Energy Surging into PPI Future

Since the Great Recession, the Producer Price Index (PPI) has been irrelevant.  Whatever price increases occurred – the supply chain simply absorbed.  Price increases for the most part were not passed on to the consumer.

In the December, 2010 PPI release there is a big slug of increased costs in the pipeline, energy (aka fuel for your car, boat, truck, train – and, for many, fuel oil to heat their house).  Because margins are small in the distribution chain, this cost will end up appearing in the CPI.  The headlines from the press release:

The Producer Price Index for Finished Goods rose 1.1 percent in December, seasonally adjusted, the U.S. Bureau of Labor Statistics reported today.
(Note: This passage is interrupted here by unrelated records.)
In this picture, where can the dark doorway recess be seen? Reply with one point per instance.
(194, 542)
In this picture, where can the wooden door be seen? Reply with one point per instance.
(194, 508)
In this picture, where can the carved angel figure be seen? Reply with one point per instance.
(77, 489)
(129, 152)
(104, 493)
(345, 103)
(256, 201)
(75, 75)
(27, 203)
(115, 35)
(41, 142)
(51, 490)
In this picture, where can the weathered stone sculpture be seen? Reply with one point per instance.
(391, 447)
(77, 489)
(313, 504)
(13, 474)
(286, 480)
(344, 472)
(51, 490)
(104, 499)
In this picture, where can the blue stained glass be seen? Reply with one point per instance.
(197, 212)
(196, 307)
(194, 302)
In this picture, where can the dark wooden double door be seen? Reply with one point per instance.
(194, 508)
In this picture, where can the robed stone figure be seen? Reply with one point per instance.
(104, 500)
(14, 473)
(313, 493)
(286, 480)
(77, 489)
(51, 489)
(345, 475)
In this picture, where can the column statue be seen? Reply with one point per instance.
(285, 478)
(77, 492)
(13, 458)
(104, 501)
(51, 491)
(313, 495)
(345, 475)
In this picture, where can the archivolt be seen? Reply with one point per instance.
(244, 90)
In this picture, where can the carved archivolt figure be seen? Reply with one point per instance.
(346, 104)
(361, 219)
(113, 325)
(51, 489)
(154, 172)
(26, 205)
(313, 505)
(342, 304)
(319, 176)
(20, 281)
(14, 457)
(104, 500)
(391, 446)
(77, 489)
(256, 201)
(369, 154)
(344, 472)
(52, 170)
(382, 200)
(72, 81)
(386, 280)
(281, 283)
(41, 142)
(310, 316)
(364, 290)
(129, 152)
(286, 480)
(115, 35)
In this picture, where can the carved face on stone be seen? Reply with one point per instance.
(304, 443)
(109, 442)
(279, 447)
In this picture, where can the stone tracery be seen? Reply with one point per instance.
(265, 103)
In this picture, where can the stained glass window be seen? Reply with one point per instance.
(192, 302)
This advance followed increases of 0.8 percent in November and 0.4 percent in October and marks the sixth straight rise in finished goods prices. At the earlier stages of processing, prices received by manufacturers of intermediate goods moved up 1.0 percent, and the crude goods index increased 4.0 percent. On an unadjusted basis, prices for finished goods advanced 4.0 percent in 2010 after climbing 4.3 percent in 2009.

Three-quarters of the increase in the finished goods for the PPI are from energy.  The PPI YoY increases have been in the 4% range for 2010.

The big price change this month in finished goods (other than energy) within the finished goods of the PPI were vegetables and fruits (up 15% to 23%) and eggs (down 16%).